Credit: Justin Laurence/Block Club Chicago
Ald. Walter Burnett, right, at the city’s first Cannabis Resource Fair.

On May 1 the state will announce the winners of 72 dispensary licenses statewide. On July 1, the Department of Agriculture will grant licenses to up to 40 processors, craft growers and transporting organizations.

Saturday’s panel discussions were split into three, hour-long blocks with two simultaneous discussions. The popularity of the event led to an early hiccup, when people hoping to attend a panel on starting a business in the industry were shut out of the at-capacity meeting room.

A woman who asked not to be named attended because she is interested in opening an infusing or processing business.

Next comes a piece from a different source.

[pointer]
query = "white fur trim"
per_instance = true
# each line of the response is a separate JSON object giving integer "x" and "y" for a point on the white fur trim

She was among a group of people unsuccessful getting into the room.

“I came here to really understand what resources are available, which is why I am so upset that I can’t get into the session on how to start a business,” she said.

Later panels were moved into the main event hall to accommodate more people.

Many who attended were budding entrepreneurs who were seeking advice on the best way to enter the industry. Others saw it as a networking event — a chance to pitch their product or idea.

Yewande Odusanwo owns a digital marketing company and was hoping to connect with people to help market their products. Odusanwo also hosts the “Zora Talks” podcast, where she interviews entrepreneurs in the healthy living business. She was inspired by James’ story and made it a “stretch goal” to get her on the podcast.

“I saw it on the news today and I have my own business,” she said. “I just kind of wanted to see what opportunities there were in the cannabis industry.”

Sugar LanCret, a tax accountant, and Precious Fraction, in school studying biochemistry, hope to one day open a dispensary or processing company. They plan to apply when more licenses become available next year.

“We’re preparing and we know that they have another round coming up next year, and so we’re getting all of our information and all of our documents ready now,” said Fraction.

They attended a discussion on contracting opportunities. LanCret said they found it useful.

“I liked their candor,” she said. “They helped paint a better picture of that [process],” she said.

Samuel Hutchins works in the tech sector, which he said has the same lack of equity ownership as the cannabis industry. 

“I’m really interested in understanding the intersection of technology and cannabis. Specifically from an equity lens and understanding that equity can be more than just the dispensary experience, but also the backend analytics that are helping make dispensaries more optimized and profitable,” he said.

Peter Contos is vice president of the Cannabis Equity Illinois Coalition. His group has been attending community meetings for proposed dispensaries and asking cannabis companies to sign on to a community benefits agreement that would commit the companies to hiring standards beyond what state law requires. 

On Saturday, he said his vendor booth was getting a lot of questions from people seeking to have their own, or a family member’s, record expunged for past cannabis-related offenses.

“We’re going to connect you with our partners at Legal Aid Chicago, Cabrini Green Legal Aid, who have been phenomenal for the last year in working with us to make sure the expungement process is as accessible as possible,” he said. 

Grady Norwood, managing partner of Chicago Minority Cannabis Group, said they provide classes that can train and certify people to work in the industry.

“Everything is regulated now. So if you touch the weed, you gotta be certified,” he said.

Classes are $100 and last 8 hours. He said they filled up five sign-in sheets with people interested in taking the class.